それでは実際、わたしは、日々の体験をどの感覚で受け取り、どんな風に感じているのでしょうか。この人は、あの人は、どんな世界を見ているのでしょう?

ここでは、さまざまな方と一緒に世界の見え方を探求し、自分以外の世界を感じられる場をつくりたいと思います。子どもがおままごとの中で、もうひとつの世界を立ち上げていくような気軽さと夢中さで、誰かの意識に飛び込んで遊ぶ、今まで知らなかった色彩をみつける、相手を重さで感じてみる——。

頭も身体もやわらかく、いつもとべつの方法で世界と交わる、ここ「感覚の遊び場」で、一緒に遊んでみませんか。

PLANNING BY NATSUMI WADA
TEXT BY KON ITO
GRAPHIC BY MOMOKO NEGISHI

わたしの手からとつた一つのレモンを
あなたのきれいな歯ががりりと嚙んだ
トパアズいろの香気が立つ
その数滴の天のものなるレモンの汁は
ぱつとあなたの意識を正常にした

—— 高村光太郎『智恵子抄』収録「レモン哀歌」より

 
文字を読んだだけなのに、頭の中にふわっと広がる光景、音、匂い、手触り、温度、湿度、そしてこれらに伴う気分——。
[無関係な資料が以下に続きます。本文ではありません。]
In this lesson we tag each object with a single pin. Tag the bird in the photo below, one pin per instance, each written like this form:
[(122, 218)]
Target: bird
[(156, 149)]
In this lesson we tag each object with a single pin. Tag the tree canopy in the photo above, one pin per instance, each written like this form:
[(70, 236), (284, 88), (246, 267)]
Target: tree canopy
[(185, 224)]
わたしたちの頭の中には、目の前の現実とは別の世界が立ち上がることがあります。この世界は、とても鮮明で記憶に焼き付いてしまうこともあれば、非常にぼんやりとしていて、自分以外他人には共有し難いこともあるでしょう。わたしたちは通常、これらを「イメージ」と呼んでいます。レモンと聞けば、多くの人があの黄色い果実、酸っぱさ、歯ざわり、香りを思い起こす。でも、それは、これまでの人生でどんなふうにレモンと関わってきたかによって一人ひとり異なるものです。冒頭の「レモン哀歌」など、誰かの作品のイメージが、その単語自体のイメージに影響を与える場合もあるでしょう。わたしたちはそれぞれの頭の中に、自分だけのイメージの体系を育てているのです。

連載「感覚の遊び場」、次のテーマは「イメージ」。今回は、5名の作り手に作品制作をお願いしました。お題は「あなたの“朝のイメージ”をかたちに残してください」。身近でありながら、具体的なかたちをもたない朝は、5名の頭の中でどんなふうに広がっているのでしょうか。音、歌、映像、写真、言葉(またはそれらの組み合わせ)のかたちを与えられたそれぞれの朝を、ぎゅっととじ込めた宝箱をみなさんにお届けします。そっと箱をあけて、5つの朝を浴びてみてください。

 

「コップいっぱいの水」 脇田あすか

 
 

○ つらい朝、ご機嫌な朝、なんでもない朝、いろんな朝があるけれど、朝おきるとき必ずいつも水を1杯飲みます。そのときはまだ半分くらいしか起きていなくて、目にうつってるものを認識していなくて、でもまわりの動きを頭からっぽにしながらぼんやり見てる、みたいな状態。わたしはそれが雲や波の動きや色の印象にしっくりきて、ぼんやりしてるだけで特になにも起こらないんだけど、映像をつくりました。関係ないかもだけど、最近読んだ漫画『異国日記』で朝について描いている場面があって、そこに朝は「新しくて、きれいで、毎日必ずおとずれるもの」とありました。朝はいつでも新しく毎日やってくる。今回のご依頼で、当たり前なそのことを改めて考えるきっかけになりました。ありがとう。
 

脇田あすか
1993年生まれ、グラフィックデザイナー。東京藝術大学デザイン科大学院を卒業後、コズフィッシュに所属。書籍や展覧会などのデザインに携わりながら、豊かな生活をおくることにつとめる。また個人でもアートブックやスカーフなどの作品を制作・発表をしている。’19年に作品集「HAPPENING」出版。twitter.com/astonish___

「ねぐせ」 玉置周啓

 
 

「ねぐせ」

目覚まし時計ちっとも気づかない
さっきまで喋ってた子はだれ?
夢見たことだけは覚えてるけど

マヨネーズいつ買ったか分からない
約束はとっくに過ぎてた
着るつもりの服は選んでたけど

いつもの道を初めて歩いた

 

○「朝の宝箱」と聞いて「昼の宝箱」「夜の宝箱」を考えてみたが、昼に宝箱という言葉はいささか飾りすぎであるし、夜の宝箱は私のハッキリとした意識が夢をつかみにゆく時間のように思えた。朝は夢の尾を引いて始まる。その丸みを帯びたグラデーションと、それらが混ざりあって意識にモザイクがかかるようすを、詞と旋律、そして音質をもって表現することを目指した。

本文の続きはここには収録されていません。